🤖 AI Summary
This work addresses the challenges of high communication overhead and insufficient robustness to channel fluctuations and noisy inputs in multimodal inference under bandwidth-constrained wireless edge environments. The authors propose a three-stage communication-aware distributed learning framework: first, local multimodal self-supervised pretraining initializes encoders without device–server interaction; second, evidence-based fusion enables distributed fine-tuning; and third, an uncertainty-guided feedback mechanism dynamically balances communication efficiency and inference accuracy. By integrating uncertainty awareness into multimodal edge inference for the first time, the method significantly reduces communication rounds and improves accuracy on RGB–depth indoor scene classification tasks, while demonstrating superior robustness over existing self-supervised and fully supervised approaches under modality dropout or channel perturbations.
📝 Abstract
Semantic communication is emerging as a key enabler for distributed edge intelligence due to its capability to convey task-relevant meaning. However, achieving communication-efficient training and robust inference over wireless links remains challenging.

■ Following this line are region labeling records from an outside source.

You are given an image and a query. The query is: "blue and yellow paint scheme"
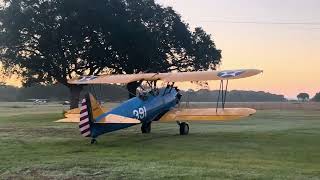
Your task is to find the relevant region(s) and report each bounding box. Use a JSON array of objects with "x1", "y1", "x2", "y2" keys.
[
  {"x1": 57, "y1": 69, "x2": 262, "y2": 143},
  {"x1": 85, "y1": 88, "x2": 179, "y2": 138}
]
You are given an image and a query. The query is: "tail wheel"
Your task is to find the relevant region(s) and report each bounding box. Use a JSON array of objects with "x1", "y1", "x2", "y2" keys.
[
  {"x1": 141, "y1": 122, "x2": 151, "y2": 134},
  {"x1": 179, "y1": 122, "x2": 189, "y2": 135}
]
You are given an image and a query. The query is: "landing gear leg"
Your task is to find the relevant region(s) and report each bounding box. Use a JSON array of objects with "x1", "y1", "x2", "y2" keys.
[
  {"x1": 91, "y1": 138, "x2": 98, "y2": 144},
  {"x1": 141, "y1": 122, "x2": 151, "y2": 134},
  {"x1": 177, "y1": 121, "x2": 189, "y2": 135}
]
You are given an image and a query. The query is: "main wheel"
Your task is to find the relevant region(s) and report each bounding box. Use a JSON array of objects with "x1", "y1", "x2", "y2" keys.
[
  {"x1": 141, "y1": 122, "x2": 151, "y2": 134},
  {"x1": 179, "y1": 122, "x2": 189, "y2": 135},
  {"x1": 91, "y1": 138, "x2": 98, "y2": 144}
]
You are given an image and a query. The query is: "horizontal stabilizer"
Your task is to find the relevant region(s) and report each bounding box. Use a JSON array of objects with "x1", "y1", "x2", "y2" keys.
[
  {"x1": 95, "y1": 114, "x2": 141, "y2": 124},
  {"x1": 159, "y1": 108, "x2": 256, "y2": 122},
  {"x1": 55, "y1": 117, "x2": 80, "y2": 123}
]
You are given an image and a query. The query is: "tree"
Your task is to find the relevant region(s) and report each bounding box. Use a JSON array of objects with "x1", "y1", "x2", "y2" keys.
[
  {"x1": 297, "y1": 93, "x2": 309, "y2": 101},
  {"x1": 312, "y1": 92, "x2": 320, "y2": 102},
  {"x1": 0, "y1": 0, "x2": 221, "y2": 108}
]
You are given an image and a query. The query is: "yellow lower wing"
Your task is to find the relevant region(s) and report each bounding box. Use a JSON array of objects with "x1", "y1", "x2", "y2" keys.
[{"x1": 159, "y1": 108, "x2": 256, "y2": 122}]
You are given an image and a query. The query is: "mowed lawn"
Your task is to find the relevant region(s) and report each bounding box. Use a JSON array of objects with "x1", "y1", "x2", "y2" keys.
[{"x1": 0, "y1": 103, "x2": 320, "y2": 179}]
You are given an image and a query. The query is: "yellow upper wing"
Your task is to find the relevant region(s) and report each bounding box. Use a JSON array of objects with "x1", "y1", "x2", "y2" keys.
[
  {"x1": 159, "y1": 108, "x2": 256, "y2": 122},
  {"x1": 68, "y1": 69, "x2": 262, "y2": 84}
]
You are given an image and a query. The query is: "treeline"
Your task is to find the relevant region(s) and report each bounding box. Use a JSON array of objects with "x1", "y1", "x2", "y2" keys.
[
  {"x1": 0, "y1": 84, "x2": 286, "y2": 102},
  {"x1": 0, "y1": 84, "x2": 128, "y2": 101}
]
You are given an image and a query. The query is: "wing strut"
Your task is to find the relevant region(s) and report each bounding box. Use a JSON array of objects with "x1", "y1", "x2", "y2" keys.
[{"x1": 216, "y1": 80, "x2": 229, "y2": 112}]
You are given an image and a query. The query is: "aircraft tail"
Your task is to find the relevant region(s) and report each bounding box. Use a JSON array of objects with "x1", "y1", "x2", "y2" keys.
[{"x1": 79, "y1": 93, "x2": 104, "y2": 137}]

This challenge is further exacerbated for multi-modal edge inference (MMEI) by two factors: 1) prohibitive communication overhead for distributed learning over bandwidth-limited wireless links, due to the \emph{multi-modal} nature of the system; and 2) limited robustness under varying channels and noisy multi-modal inputs. In this paper, we propose a three-stage communication-aware distributed learning framework to improve training and inference efficiency while maintaining robustness over wireless channels. In Stage~I, devices perform local multi-modal self-supervised learning to obtain shared and modality-specific encoders without device--server exchange, thereby reducing the communication cost. In Stage~II, distributed fine-tuning with centralized evidential fusion calibrates per-modality uncertainty and reliably aggregates features distorted by noise or channel fading. In Stage~III, an uncertainty-guided feedback mechanism selectively requests additional features for uncertain samples, optimizing the communication--accuracy tradeoff in the distributed setting. Experiments on RGB--depth indoor scene classification show that the proposed framework attains higher accuracy with far fewer training communication rounds and remains robust to modality degradation or channel variation, outperforming existing self-supervised and fully supervised baselines.